Mas esse gênio não podia parar. Incapaz de entender um senso de proporção e convencido de que seu poder vinha de uma série incessante de campanhas militares, ele não podia se contentar - como advertiu Talleyrand - em ser rei da França. Entregando-se a uma carreira que o levaria da república à ditadura militar, da ditadura militar à monarquia universal e da monarquia universal ao desastre de Moscou.

Porque -como escreveu Kissinger-, ao estilo de uma tragédia grega, nem sempre as advertências dos oráculos são suficientes para evitar o desastre. Pois a salvação não reside no conhecimento, mas na aceitação da realidade. A ponto de Napoleão se tornar incompatível com a paz da Europa.

O Congresso de Viena seria convocado para restaurar o equilíbrio de poder. Porque a lógica da guerra é o poder, enquanto a lógica da paz é a proporção. E enquanto o triunfo na guerra é vitória, o triunfo na paz é estabilidade.
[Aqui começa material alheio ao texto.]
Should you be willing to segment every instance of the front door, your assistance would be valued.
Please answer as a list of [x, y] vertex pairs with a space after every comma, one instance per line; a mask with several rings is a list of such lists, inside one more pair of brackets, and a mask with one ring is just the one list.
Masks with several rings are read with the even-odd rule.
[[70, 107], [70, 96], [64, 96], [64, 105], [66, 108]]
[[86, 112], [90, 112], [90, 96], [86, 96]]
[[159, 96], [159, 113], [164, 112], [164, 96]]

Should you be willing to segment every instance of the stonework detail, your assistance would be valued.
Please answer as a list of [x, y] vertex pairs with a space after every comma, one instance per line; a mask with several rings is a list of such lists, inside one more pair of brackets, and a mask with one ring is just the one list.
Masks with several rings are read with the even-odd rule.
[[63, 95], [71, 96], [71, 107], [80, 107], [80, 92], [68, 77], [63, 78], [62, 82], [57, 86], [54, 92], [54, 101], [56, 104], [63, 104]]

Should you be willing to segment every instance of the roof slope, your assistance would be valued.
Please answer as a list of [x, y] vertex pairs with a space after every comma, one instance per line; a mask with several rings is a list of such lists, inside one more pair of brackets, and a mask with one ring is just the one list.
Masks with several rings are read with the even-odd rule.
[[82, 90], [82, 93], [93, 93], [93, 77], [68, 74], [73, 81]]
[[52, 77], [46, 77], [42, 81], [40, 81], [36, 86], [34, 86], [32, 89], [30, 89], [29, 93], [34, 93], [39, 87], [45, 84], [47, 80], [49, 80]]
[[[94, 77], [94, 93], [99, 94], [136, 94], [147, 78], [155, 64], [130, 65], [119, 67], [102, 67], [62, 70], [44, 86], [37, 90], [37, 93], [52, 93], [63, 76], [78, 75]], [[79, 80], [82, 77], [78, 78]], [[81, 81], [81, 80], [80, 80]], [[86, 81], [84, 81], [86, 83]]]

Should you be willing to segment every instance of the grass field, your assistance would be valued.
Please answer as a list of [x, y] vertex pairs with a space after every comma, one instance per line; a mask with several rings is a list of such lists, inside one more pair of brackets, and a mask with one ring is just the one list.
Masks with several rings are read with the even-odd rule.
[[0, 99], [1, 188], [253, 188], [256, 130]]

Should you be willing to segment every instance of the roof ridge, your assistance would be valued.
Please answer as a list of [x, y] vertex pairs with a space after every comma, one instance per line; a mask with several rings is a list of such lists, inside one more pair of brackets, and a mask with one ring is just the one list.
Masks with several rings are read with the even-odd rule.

Aquele que deveria ser preservado por meio de uma fórmula de legitimidade que impedisse que um dos atores do sistema fosse tentado a voltar para desafiar a ordem europeia.

Kissinger alertou que qualquer entendimento internacional aceitável implica algum grau de insatisfação das partes. Porque -paradoxalmente- se um poder estivesse plenamente satisfeito, todos os outros estariam totalmente insatisfeitos e uma situação revolucionária talvez fosse inexorável.

A estabilidade -para Kissinger- surgiria de uma ordem em que seus membros percebessem que possuem uma segurança relativamente aceitável. Em que, embora persistam reivindicações e insatisfações parciais, é essencial que não haja reclamações de tal magnitude que os levem a buscar destruir o sistema em vez de alterá-lo.

Kissinger reconheceu que o Congresso de Viena foi um esforço para alcançar estabilidade e não vingança. O que implicava que a França não deveria ser despedaçada, mas levada à aceitação de seus limites. Seu mérito estaria baseado em um slogan de evitar a insatisfação extrema que poderia levar algum ator a ponto de buscar derrubar o acordo em vez de alterá-lo diplomaticamente. Um entendimento que -em essência- funcionaria por quase cem anos, dotando o sistema de um tempo quase irrepetível de relativa paz e prosperidade.

Ensinamentos que voltam a ser relevantes no mundo de hoje. Quando o terceiro ator mais importante do mundo entende - com ou sem razão - que a ordem global surgida no final da Guerra Fria contém doses inaceitáveis ​​de ilegitimidade. Com a agravante de levá-lo a adotar uma política revisionista. Ao extremo de questionar o próprio fundamento do sistema de Estados soberanos baseado na inviolabilidade das fronteiras.

Mariano A. Caucino é especialista em relações internacionais. Ex-embaixador em Israel e Costa Rica.


As opiniões aqui publicadas são de inteira responsabilidade de seus autores.